The first atlas of the Moon, published in 1647 – Mystery Science

Since time immemorial, human beings have felt curiosity and at the same time admiration for the amazing universe. A story that corroborates this fact is that of the astronomer Johannes Hevelius, which is considered one of the best space observers of his time.

A rather interesting aspect of Hevelius’ work is that much of his work was done without a telescope. He used as main instruments only an alidade and a quadrantbut with them it was enough to compile an extensive stellar catalog with about 1,500 stars.

The technological limitations of the time did not prevent this incredible astronomer, observe the stars with unique and unprecedented precision. His fame grew much more, until he crossed borders after acquiring a powerful telescope, to become the first topographer of the Moon.

Johannes Hevelius: some details of his life

Was born In the town of GdanskPoland in 1611 in the middle of a family devoted to trade, thanks to a fairly profitable brewery belonging to his father. Thus, as a child, he received the direct influence of his father so that in adulthood he became a renowned businessman.

It was like that in 1630, counting When he was only 19, he went to The Netherlands study law at Leiden University. After graduating, he returned to his hometown to take over the family business, but he didn’t last long in that role.

Johannes Hevelius.

During his college studies, developed a great interest in astronomy, thanks to the fact that he was very close to a professor of mathematics. Professor Peter Crugerwould be the man who would inspire Johannes Hevelius to devote himself entirely to the observation of the stars and the Moon.

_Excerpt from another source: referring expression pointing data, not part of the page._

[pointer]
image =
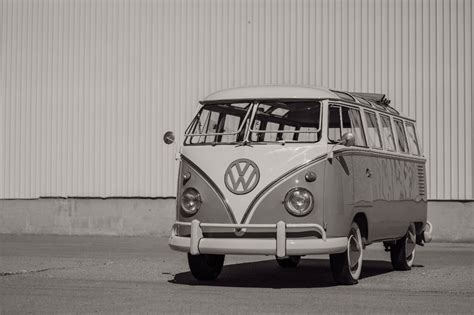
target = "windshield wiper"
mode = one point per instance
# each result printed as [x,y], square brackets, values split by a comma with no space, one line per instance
[244,143]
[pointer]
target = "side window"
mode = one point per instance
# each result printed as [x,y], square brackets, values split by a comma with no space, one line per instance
[344,119]
[402,137]
[352,122]
[334,121]
[387,133]
[412,140]
[373,135]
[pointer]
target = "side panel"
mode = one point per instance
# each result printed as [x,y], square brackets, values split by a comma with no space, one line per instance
[338,195]
[397,201]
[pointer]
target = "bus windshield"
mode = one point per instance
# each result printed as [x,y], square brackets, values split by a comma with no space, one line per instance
[256,122]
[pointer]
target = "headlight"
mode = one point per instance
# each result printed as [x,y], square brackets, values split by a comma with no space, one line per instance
[190,201]
[299,201]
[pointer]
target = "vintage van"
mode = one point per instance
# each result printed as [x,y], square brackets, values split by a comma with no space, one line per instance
[293,171]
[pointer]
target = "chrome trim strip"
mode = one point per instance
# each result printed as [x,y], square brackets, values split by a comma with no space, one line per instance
[380,153]
[276,182]
[212,185]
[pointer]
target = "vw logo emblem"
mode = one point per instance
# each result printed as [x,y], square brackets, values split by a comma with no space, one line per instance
[241,176]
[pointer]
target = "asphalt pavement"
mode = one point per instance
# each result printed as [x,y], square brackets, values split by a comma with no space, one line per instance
[107,274]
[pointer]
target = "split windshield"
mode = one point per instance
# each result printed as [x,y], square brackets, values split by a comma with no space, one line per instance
[256,122]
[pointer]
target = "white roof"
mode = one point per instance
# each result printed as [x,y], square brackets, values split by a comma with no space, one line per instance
[271,92]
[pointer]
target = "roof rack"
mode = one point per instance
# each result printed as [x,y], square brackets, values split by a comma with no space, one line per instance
[378,99]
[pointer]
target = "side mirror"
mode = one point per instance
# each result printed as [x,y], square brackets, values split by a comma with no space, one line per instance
[168,137]
[347,139]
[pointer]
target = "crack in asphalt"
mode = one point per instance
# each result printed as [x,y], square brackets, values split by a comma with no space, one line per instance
[23,272]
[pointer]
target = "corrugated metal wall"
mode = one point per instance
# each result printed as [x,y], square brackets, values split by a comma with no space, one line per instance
[88,87]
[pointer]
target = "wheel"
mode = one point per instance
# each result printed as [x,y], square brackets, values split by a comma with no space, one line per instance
[346,267]
[206,267]
[290,262]
[402,252]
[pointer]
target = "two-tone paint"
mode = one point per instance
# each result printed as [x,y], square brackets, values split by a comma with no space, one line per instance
[385,189]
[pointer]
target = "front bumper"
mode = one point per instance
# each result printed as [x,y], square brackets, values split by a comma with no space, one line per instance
[280,246]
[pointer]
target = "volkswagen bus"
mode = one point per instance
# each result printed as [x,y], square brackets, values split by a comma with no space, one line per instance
[291,171]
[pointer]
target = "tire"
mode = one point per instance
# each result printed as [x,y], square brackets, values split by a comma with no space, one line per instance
[205,267]
[290,262]
[346,267]
[402,252]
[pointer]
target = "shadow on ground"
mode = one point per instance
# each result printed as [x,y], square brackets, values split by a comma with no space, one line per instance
[310,273]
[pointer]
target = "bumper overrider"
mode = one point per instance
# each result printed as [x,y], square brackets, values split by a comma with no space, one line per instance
[280,246]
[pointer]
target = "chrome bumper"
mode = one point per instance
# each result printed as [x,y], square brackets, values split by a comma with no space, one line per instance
[280,246]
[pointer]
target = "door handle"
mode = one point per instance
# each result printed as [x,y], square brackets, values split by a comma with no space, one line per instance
[368,172]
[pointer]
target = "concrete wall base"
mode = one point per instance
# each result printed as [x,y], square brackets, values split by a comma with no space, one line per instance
[87,216]
[453,221]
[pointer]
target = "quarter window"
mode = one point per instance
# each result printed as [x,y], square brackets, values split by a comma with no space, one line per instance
[387,133]
[373,134]
[347,120]
[402,137]
[412,140]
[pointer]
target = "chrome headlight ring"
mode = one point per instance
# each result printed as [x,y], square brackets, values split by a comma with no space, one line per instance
[190,201]
[299,201]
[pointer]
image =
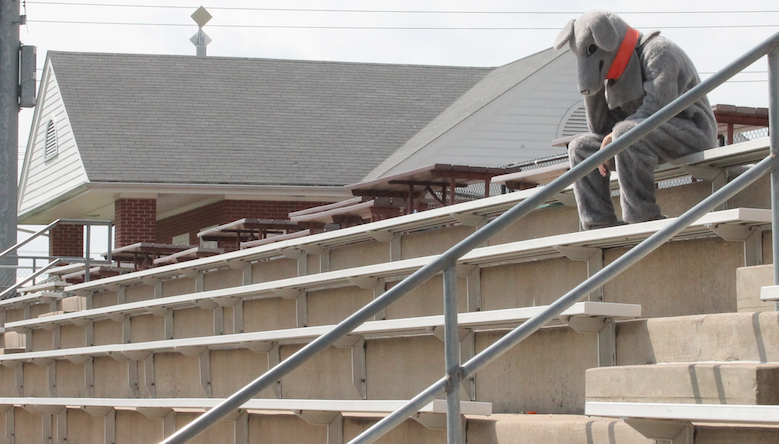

Build an observatory in 1641

The roofs of three houses owned by Hevelius in Gdansk served as the basis for the construction of an observatory. He called her “the castle of stars» and in a short time it became the most important in Europe. In principle, he equipped it with many instruments that were essential for observation.

Until he finally got a telescope from Kepler, the focal length of which was 45 meters. It was the missing piece! The fame of this place was immediate, so much so that several famous personalities went to see the observatory. Between them, the same King of Poland and the prestigious astronomer Edmond Halley from England.

Hevelius telescope of 45 meters focal length.

The father of lunar topography!

History has been careful to recognize the hard work of Johannes Hevelius, the caller”the father of lunar topography“. Because map the moon This was the main business of the Polish astronomer, for which he spent many nights observing our natural satellite with his powerful telescope.

Although the Italian Galileo had done similar work 40 years ago, Hevelius surpassed him in quality. This is what emerges from a comment by a colleague and friend of his, the Frenchman Peter Gassendi. After seeing the drawings compiled by the Polish astronomer, he encouraged him to pursue the project.

So Hevelius continued to work hard, After 5 years, he had already mapped a large part of the moon. During this time he managed to engrave about 40 plates, in addition to the sketches he drew he managed to produce several copperplate engravings.

The two representations of the lunar surface are considered “like the first precise and detailed maps» from the earth satellite. Hevelius published his work some time later, it is known as selenographyin what is named by the author, appear several features of different areas of the lunar landscape.

Lunar surface according to Johannes Hevelius.

Catalog of stars in 1673

Hevelius’ passion for astronomy prompted him to compile a catalog of stars without the use of a telescope. Well I considered that these were to be used to discover celestial bodies, do not take measurements. However, this depiction was the most accurate of its time, only surpassed 4 decades later.

You might also be interested in: Giordano Bruno: The philosopher burned at the stake for believing in life on other worlds.

Unfortunately a fire in 1679 destroyed the house by Hevelius, also its observation laboratory. All his instruments and notebooks were lost in this tragic accident. Only the “catalogue of fixed works” could be saved on this occasion by the astronomer’s daughter.

Hevelius’ work set the tone for the study of science for centuries to come. Later, in the 19th and 20th centuries, technological advancements would give us everything from the first high-definition images of the lunar surface to the already famous moon landing in 1969.